My data looks like below, where I am trying to create the column output with the given values.
a_id b_received c_consumed
0 sam soap oil
1 sam oil NaN
2 sam brush soap
3 harry oil shoes
4 harry shoes oil
5 alice beer eggs
6 alice brush brush
7 alice eggs NaN
The code for producing the dataset is
df = pd.DataFrame({'a_id': 'sam sam sam harry harry alice alice alice'.split(),
'b_received': 'soap oil brush oil shoes beer brush eggs'.split(),
'c_consumed': 'oil NaN soap shoes oil eggs brush NaN'.split()})
I want a new column called Output which looks like this
a_id b_received c_consumed output
0 sam soap oil 1
1 sam oil NaN 1
2 sam brush soap 0
3 harry oil shoes 1
4 harry shoes oil 1
5 alice beer eggs 0
6 alice brush brush 1
7 alice eggs NaN 1
So the search is if sam recieved soap, oil and brush, look for values in column 'consumed' for products he consumed, so if soap was consumed the output will be 1, but since brush wasn't consumed the output is 0.
Similarly for harry, he received oil and shoes, then look for oil and shoes in the consumed column, if oil was consumed, the output is 1.

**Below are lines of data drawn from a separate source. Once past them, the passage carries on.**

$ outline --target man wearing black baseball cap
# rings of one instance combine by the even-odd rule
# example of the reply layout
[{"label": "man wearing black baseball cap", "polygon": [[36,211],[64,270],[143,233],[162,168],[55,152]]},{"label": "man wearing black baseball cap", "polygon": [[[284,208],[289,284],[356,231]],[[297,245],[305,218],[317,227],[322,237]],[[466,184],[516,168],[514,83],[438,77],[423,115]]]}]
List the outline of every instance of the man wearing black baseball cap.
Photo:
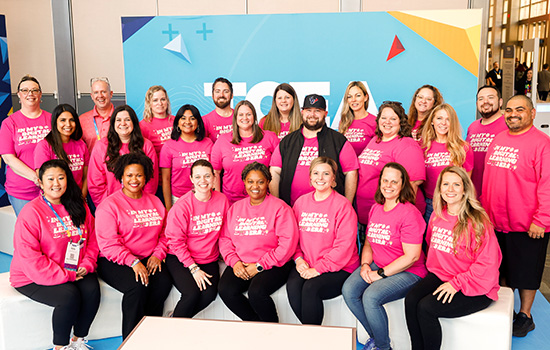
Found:
[{"label": "man wearing black baseball cap", "polygon": [[335,190],[350,202],[355,197],[359,162],[346,137],[325,124],[326,109],[323,96],[307,95],[302,107],[302,127],[285,136],[271,157],[273,179],[269,190],[289,205],[313,191],[309,165],[321,156],[332,158],[338,164]]}]

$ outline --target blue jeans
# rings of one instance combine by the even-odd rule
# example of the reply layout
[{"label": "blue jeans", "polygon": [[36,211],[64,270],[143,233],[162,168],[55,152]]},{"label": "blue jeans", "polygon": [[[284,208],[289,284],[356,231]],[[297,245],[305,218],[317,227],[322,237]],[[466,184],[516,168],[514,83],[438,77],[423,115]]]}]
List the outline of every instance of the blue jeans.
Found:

To make it more clear, the output value corresponds to the first column (received), contingent on the value being present in the second column (consumed).
I tried using this code
a=[]
for i in range(len(df.b_received)):
if any(df.c_consumed == df.b_received[i] ):
a.append(1)
else:
a.append(0)
df['output']=a
This gives me the output
a_id b_received c_consumed output
0 sam soap oil 1
1 sam oil NaN 1
2 sam brush soap 1
3 harry oil shoes 1
4 harry shoes oil 1
5 alice beer eggs 0
6 alice brush brush 1
7 alice eggs NaN 1
The problem is that since sam didn't consume brush, the output should be 0 but the output is 1, since brush was consumed by a different person (alice). I need to make sure that doesn't happen. The output needs to be specific to each person's consumption.
I know this is confusing, so if I have not made myself very clear, please do ask, I will answer your comments.